0.718 Installation of SciPy and matplotlib(Python)
0.666 SciPy+Create a 3D scatter plot with matplotlib(Python)
0.631 scipy is python 2.7.If it is 8, pip install will stumble
0.622 [Note] future sentence ~ Python ~
0.Try using 610 scipy

>>> most_similar(random.randint(0,n-1))
Move the multi-line UI Label text to the upper left
0.782 IB aligns UILabel text
0.Export 699 NGUI UI Label character by character
0.624 Center UILabel text in Swift
0.624 Insert a line break from IB to UILabel text
0.624 Synchronize scrolling of two UITableViews

>>> most_similar(random.randint(0,n-1))
[Unity]What to do before managing your project with git or svn
0.810 Setting items when managing Git with Unity
0.800 [Unity]Ignore files when managing with git(.gitignore)Setting
0.758 [Unity]A simple sample of exchanging messages over a network
0.751 [Unity basic operation] Convenient V keys and snaps when creating maps and dungeons
0.746 [Unity]How to load a text file with a script and display its contents

>>> most_similar(random.randint(0,n-1))
Drawing a circle using a rotation matrix in Java
0.911 java Line drawing using rotation matrix
0.898 Mutual conversion of integers and byte arrays in Java
0.897 Display Fibonacci sequence in Java
0.896 Drawing a circle using a Java 2D rotation matrix
0.873 Confirmed Java string concatenation efficiency

>>> most_similar(random.randint(0,n-1))
List of songs played on WWDC14
0.830 Participation in WWDC15
0.809 WWDC 2014 notes
0.I tried to summarize 797 WWDC 2015
0.772 Summary of questions I asked at WWDC 2015
0.744 WWDC 2016 defeated email was a winning email

--Even though you learned the lower and upper letters of the alphabet as different characters, "scipy" and "SciPy", "Java" and "java", "jQuery" and "jquery", "Git" and "git" Seems to recognize that is the same concept. ――It seems that you can recognize that "Google Map", "Google Maps", and "Google Map" have the same concept. ――But "Java" and "JavaScript", "Go" and "Google" are not confused. ――The topic "WWDC", which is not included in the 393 types of learning tags, can be extracted as a close post, probably because of the similarity of the characters.

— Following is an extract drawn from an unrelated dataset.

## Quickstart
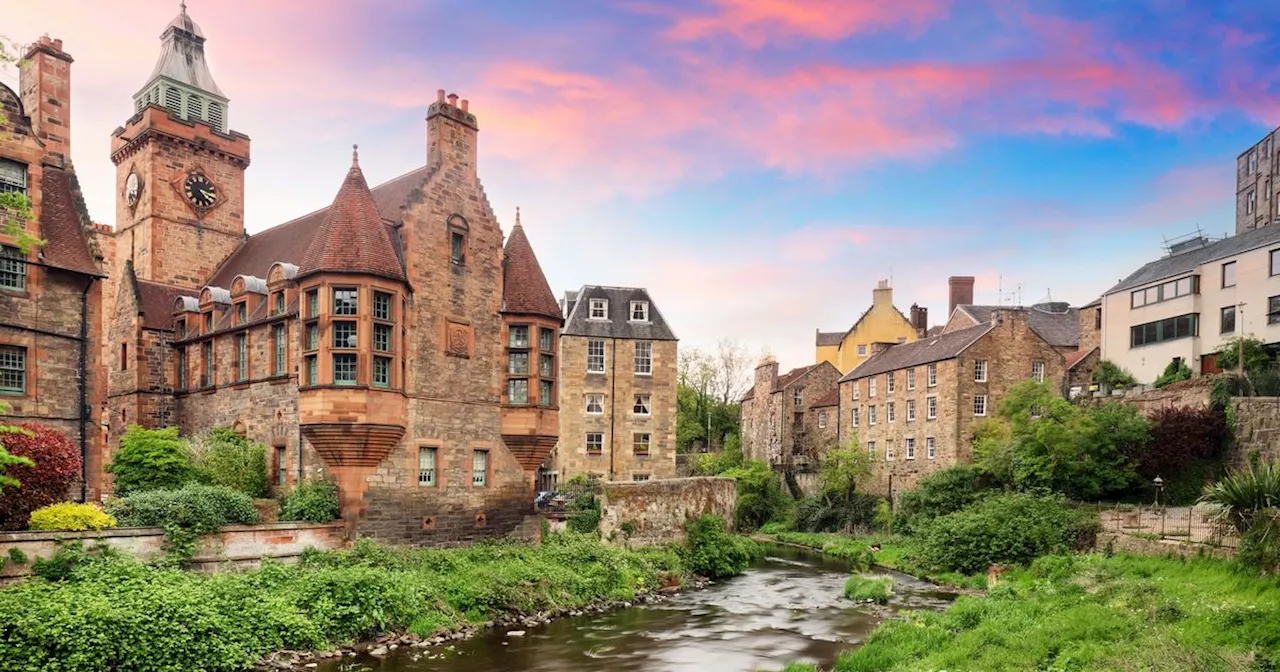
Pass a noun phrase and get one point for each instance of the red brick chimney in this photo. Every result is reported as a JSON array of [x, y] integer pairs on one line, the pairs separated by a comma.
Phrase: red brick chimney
[[960, 292], [45, 80]]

Consideration and challenges

――I am extremely grateful that this level of accuracy can be achieved simply by learning without morphological analysis, without creating a user dictionary, and with almost no preprocessing. ――Can it be applied to documents that are more difficult to process in natural language, such as the Qiita text? ――This time, I just used Tweet2Vec as it is, so I want to understand the contents exactly and make a better model. ――If you use it as an actual product, you want to tune the hyperparameters as well. I want to combine various meta information that I ignored this time.